As myoblasts grow and subsequently reach confluence, they become slender and spindle-like (Figures 6(a) at day 2 and 6(b) at day 10) [28]. To ascertain the phenotypic state of the myoblasts, immunohistochemistry analysis (Figure 7) and Western blotting (Figure 8) were used for investigation. MyoD1 (myogenic differentiation antigen) is a well-recognized muscle-specific transcription factor expressed in quiescent satellite cells early in the activation process. It also acts as a “master switch” for skeletal muscle differentiation [29]. In response to muscle injury, damage, or degeneration, satellite cells become activated and start to proliferate, giving rise to a population of myogenic progenitor cells known as myoblasts. Myoblasts induce the expression of MyoD1 which is necessary for differentiation into fusion-competent cells. Further fusion into myofibers is associated with an induction of factors essential to myofiber function, including MyoD1, myogenin, and myosin heavy chain (MHC) [29]. The immunofluorescence with anti-MyoD1 as the primary antibody (Figure 7) exhibited that all cells originated from human Hypopharynx grew along the microchannels; the green fluorescence generated from MyoD1 antibody demonstrated that the cells maintained their progenitor capability after they were cultured on scaffolds for 10 days. Figure 8 showed that the MyoD1 expression of cells was related to the surface profiles; cells on PU-SF expressed the highest MyoD1 while the cells on PU expressed the lowest.
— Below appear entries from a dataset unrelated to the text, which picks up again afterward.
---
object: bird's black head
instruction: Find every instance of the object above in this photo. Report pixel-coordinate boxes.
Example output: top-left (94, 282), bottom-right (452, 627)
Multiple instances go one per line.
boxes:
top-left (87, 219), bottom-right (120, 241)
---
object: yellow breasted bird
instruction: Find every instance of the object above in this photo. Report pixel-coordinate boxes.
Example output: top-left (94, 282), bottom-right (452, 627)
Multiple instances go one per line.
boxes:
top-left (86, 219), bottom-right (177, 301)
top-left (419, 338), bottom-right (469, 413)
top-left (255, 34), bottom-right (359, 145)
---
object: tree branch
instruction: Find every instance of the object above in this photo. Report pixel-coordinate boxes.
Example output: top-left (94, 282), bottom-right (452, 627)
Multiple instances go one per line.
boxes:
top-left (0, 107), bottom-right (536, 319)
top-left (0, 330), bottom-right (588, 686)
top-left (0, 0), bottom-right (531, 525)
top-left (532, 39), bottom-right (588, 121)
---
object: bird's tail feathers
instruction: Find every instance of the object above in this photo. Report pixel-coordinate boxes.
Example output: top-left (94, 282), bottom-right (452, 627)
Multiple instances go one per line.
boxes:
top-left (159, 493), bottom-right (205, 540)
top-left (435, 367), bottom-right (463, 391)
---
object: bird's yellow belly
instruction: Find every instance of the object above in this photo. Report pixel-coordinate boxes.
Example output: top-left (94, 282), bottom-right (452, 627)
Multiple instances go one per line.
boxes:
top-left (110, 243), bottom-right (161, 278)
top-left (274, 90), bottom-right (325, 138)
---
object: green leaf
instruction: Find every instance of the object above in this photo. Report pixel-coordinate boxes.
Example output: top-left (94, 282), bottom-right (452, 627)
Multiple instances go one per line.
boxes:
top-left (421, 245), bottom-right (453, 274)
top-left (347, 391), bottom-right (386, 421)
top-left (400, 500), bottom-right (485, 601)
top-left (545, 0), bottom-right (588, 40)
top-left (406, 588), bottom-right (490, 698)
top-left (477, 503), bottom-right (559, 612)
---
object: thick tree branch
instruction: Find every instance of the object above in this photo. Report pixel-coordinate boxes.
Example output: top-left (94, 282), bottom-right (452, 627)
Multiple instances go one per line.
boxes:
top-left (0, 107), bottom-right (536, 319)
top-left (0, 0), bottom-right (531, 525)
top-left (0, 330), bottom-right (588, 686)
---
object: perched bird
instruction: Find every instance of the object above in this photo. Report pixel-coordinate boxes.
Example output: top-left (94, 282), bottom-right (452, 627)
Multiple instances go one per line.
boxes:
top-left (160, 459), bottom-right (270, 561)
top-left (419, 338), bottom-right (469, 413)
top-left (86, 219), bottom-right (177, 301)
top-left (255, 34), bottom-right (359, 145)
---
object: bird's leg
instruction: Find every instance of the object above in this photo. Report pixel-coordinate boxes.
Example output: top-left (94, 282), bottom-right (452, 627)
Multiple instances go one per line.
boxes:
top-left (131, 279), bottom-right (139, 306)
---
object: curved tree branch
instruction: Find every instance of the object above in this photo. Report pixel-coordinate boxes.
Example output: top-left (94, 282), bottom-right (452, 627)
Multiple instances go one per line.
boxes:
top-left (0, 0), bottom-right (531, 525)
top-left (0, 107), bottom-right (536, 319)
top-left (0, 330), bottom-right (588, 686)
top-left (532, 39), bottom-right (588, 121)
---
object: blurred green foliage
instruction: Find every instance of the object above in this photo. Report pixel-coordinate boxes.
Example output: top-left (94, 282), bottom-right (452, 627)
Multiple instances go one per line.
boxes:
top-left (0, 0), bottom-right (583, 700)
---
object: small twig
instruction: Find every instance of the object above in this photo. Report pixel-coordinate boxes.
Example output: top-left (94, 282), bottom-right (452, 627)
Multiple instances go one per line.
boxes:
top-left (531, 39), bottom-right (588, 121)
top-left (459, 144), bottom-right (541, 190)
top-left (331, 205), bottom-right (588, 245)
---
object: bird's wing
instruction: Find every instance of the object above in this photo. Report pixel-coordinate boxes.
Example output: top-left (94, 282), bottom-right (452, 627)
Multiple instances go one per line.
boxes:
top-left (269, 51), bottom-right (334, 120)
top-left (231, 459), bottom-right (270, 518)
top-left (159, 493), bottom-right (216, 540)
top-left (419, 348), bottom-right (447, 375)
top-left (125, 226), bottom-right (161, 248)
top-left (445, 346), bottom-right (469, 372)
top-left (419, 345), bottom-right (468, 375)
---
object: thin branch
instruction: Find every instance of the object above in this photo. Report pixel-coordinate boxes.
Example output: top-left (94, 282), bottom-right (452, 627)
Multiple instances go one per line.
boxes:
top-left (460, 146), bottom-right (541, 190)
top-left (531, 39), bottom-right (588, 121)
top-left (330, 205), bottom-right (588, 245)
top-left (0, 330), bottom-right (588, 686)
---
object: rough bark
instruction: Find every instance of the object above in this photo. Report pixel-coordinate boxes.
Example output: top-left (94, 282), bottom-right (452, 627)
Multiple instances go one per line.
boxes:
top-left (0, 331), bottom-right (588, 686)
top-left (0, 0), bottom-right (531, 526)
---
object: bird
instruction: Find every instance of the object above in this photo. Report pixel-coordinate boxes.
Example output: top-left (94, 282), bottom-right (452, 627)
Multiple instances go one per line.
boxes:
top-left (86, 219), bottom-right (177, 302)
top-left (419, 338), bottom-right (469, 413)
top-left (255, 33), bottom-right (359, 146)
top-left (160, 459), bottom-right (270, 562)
Thus, PU-SF was considered to be the most favorable choice for PU substrate in the point of skeletal muscle specification.

4. Conclusions

In this study, we have fabricated microchannel patterned scaffold and immobilized proteins like SF and gelatin onto the scaffold surface using aminolysis and glutaraldehyde cross-linking technique. The resulting scaffolds showed the appropriate bulk mechanical properties as well as suitable surface chemistry for cell proliferation and growth. The results about cell culture demonstrated the successful isolation of primary hypopharynx myoblasts, in vitro cell expansion, and differentiation into human myofibers using unidirectionally aligned microchannels on PU matrix. We thus concluded the potential of this surface-modified PU scaffolds with aligned microchannels for future applications in skeletal muscle tissue engineering.

Conflict of Interests

There is no conflict of interests associated with this paper.

Acknowledgments

Financial supports by the Major Scientific Research Foundation of Ningbo (no. 2008C50019), Major Project Foundation of Ningbo (no. 2012C5015), Funds for Scientific Innovation Team Project of Ningbo (no. 2012B82019 & no. 2011B82014), National Science Foundation (81171476), and Natural Science Funds for Distinguished Youth team of Zhejiang Province (R2101166), China, are gratefully acknowledged. This work also received sponsorship from the K. C. Wang Magna Fund of Ningbo University.